Shapiro (2010) argues such feelings are a result of the tension between teachers’ concerns of an intellectual nature and their emotional responses.
This sort of tension adds to teachers’ emotional labour (Isenbarger & Zembylas, 2006) and may well be more keenly felt in PSTs and beginner teachers given their lack of experience.
Certainly the tenor of some of the discussions held during interviews alluded to considerable emotional work being carried out.
Being judged as a teacher also generated emotional responses for PSTs in this study, as they felt that others we likely to judge their performance based on their students’ grades.
This likely produced positive emotions when their students did well and negative emotions when students did poorly in assessments, and at times generated a level of self-doubt for the PSTs.
They felt vulnerable when their students’ grades were scrutinised by others.
Vulnerability has been described as “feeling that one’s professional identity and moral integrity, as part of being ‘a proper teacher’, are questioned” (Kelchtermans, 2005, p. 997), and can arise in teachers when they do not understand the limits of their professional efficacy.
It is important for PSTs to have realistic expectations of their influence.
This study was conducted over an extended period of time, in order to see what changes were evident as PSTs garnered experience and knowledge about assessment.
It was interesting to see that near the end of the study there was no change in the types and level of emotions that PSTs experienced when they were assessing their students’ learning and that these could still be seen as amplifying and filtering ideas on which PSTYs based decisions.
Near the end of the study, PSTs were still focussing on the mitigating the immediate emotional responses their students might have to assessment results, rather than thinking about how emotion might impact the students’ ongoing learning through their responses to feedback.

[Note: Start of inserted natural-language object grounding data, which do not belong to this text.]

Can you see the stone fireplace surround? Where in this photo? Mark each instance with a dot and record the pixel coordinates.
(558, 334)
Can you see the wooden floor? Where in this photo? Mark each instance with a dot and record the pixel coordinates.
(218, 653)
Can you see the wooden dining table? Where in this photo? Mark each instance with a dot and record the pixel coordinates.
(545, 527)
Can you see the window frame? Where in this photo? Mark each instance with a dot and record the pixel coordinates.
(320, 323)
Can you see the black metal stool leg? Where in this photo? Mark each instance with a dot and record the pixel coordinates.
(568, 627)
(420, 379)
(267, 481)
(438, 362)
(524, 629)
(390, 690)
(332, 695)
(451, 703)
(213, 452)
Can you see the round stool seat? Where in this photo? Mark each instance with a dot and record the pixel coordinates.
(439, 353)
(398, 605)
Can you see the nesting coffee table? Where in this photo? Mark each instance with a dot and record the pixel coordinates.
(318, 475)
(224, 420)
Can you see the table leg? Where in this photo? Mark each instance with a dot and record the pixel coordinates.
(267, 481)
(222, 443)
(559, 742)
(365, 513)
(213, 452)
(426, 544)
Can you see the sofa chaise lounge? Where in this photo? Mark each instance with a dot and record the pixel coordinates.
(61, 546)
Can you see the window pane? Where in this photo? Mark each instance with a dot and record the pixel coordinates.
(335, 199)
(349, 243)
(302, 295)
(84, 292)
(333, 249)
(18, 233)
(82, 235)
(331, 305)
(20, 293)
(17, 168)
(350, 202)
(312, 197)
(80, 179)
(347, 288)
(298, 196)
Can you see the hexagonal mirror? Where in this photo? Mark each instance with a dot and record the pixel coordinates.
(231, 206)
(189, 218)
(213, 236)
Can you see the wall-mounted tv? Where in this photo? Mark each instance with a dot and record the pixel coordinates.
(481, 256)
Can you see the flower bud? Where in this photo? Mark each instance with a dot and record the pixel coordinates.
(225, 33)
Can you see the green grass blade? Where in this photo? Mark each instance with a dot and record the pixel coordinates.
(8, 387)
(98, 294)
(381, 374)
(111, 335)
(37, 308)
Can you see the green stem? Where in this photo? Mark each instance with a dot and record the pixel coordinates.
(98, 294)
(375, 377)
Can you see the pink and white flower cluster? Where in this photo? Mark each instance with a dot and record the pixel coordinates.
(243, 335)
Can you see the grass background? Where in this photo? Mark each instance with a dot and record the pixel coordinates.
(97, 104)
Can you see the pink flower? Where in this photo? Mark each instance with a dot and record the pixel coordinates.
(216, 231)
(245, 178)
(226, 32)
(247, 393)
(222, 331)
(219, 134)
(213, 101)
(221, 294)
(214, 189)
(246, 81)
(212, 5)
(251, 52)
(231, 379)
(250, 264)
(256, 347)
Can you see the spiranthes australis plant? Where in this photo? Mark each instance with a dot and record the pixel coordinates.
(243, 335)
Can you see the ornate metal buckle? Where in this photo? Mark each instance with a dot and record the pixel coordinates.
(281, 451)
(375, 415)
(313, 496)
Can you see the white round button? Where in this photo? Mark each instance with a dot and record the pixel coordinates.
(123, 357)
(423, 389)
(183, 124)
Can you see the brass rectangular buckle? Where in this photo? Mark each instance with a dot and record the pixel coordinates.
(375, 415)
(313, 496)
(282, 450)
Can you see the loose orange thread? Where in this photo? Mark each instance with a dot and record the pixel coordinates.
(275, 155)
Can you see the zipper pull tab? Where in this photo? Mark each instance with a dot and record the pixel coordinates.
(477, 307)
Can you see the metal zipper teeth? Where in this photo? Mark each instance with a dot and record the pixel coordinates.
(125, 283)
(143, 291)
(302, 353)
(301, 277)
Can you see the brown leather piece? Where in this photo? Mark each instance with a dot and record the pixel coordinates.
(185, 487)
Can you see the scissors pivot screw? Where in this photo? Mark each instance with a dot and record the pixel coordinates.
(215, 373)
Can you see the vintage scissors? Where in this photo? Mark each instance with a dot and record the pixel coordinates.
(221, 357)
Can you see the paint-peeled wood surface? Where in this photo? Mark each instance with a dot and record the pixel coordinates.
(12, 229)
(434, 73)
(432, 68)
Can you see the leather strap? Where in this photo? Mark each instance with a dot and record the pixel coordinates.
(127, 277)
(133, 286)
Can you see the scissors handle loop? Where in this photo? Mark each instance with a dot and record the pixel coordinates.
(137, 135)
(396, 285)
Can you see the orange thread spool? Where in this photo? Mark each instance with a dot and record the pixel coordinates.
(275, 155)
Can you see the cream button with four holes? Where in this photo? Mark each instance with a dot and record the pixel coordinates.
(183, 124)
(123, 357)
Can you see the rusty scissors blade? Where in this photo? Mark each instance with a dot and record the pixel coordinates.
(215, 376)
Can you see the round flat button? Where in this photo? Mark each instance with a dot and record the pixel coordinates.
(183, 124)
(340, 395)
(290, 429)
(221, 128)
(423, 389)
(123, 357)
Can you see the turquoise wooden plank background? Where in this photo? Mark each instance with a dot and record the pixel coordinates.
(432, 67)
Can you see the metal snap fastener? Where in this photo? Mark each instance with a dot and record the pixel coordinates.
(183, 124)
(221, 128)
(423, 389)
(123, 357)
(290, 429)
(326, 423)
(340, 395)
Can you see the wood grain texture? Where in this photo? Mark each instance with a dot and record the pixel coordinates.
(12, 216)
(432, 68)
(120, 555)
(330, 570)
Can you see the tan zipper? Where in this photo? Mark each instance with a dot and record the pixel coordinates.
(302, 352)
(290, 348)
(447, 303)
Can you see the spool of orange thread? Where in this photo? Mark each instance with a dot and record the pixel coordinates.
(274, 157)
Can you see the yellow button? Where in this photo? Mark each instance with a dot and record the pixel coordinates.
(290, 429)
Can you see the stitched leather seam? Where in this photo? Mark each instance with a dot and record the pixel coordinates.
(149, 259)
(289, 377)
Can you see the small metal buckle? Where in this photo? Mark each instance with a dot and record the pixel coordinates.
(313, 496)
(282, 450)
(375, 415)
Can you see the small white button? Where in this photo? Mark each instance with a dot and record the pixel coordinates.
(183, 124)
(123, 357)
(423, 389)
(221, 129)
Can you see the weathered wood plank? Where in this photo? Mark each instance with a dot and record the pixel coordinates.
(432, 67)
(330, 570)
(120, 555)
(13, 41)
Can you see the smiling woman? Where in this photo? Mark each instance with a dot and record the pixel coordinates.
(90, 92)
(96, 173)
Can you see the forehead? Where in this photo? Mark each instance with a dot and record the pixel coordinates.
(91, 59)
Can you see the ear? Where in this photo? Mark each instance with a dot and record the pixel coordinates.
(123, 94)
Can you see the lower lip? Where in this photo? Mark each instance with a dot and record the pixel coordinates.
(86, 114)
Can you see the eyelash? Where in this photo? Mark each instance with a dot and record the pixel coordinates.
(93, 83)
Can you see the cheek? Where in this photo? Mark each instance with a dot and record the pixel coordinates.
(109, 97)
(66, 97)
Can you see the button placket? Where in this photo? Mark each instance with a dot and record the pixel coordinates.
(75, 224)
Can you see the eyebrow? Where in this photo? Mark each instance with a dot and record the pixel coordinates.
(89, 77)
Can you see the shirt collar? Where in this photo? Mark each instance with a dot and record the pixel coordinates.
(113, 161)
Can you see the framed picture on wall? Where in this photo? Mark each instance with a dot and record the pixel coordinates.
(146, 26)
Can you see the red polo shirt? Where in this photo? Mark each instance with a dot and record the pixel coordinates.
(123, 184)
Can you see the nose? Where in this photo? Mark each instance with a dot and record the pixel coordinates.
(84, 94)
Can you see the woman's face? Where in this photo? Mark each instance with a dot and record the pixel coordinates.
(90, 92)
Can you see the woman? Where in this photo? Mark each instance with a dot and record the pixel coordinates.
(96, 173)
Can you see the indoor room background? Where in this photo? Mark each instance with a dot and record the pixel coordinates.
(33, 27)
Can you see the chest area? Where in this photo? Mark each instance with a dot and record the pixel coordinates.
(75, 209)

An awareness of students’ emotional responses to feedback is an important but under-explored area (Rowe, 2016), and the PSTs in this study appeared to not yet have reached a point in their development where they were concerned with this.
However, there was evidence of change over time in their views and emotional engagement with being assessed as teachers.
Early in the study many of the PSTs felt that they were being judged based on their students’ results, and they felt direct responsibility for these results.
As time went on, some moved to a realisation that they alone did not have to carry the burden of responsibility for students’ assessment results, as the students themselves were responsible for their learning.
Conclusion
This study offers a unique view on the involvement of emotion during the development of PSTs’ assessment practice as they assess others, and concurrently as they themselves are assessed.
PSTs carry a heavy emotional workload throughout their ITE year as they negotiate their early summative assessment practice in which concern for students is balanced with assessment expectations from their schools.
Concomitantly they are dealing with being assessed as PSTs, and the emotion that this entails.
One obvious necessity therefore is that in order for PSTs to thrive, they need both emotional awareness and understanding as well as support through this crucial stage of their early career.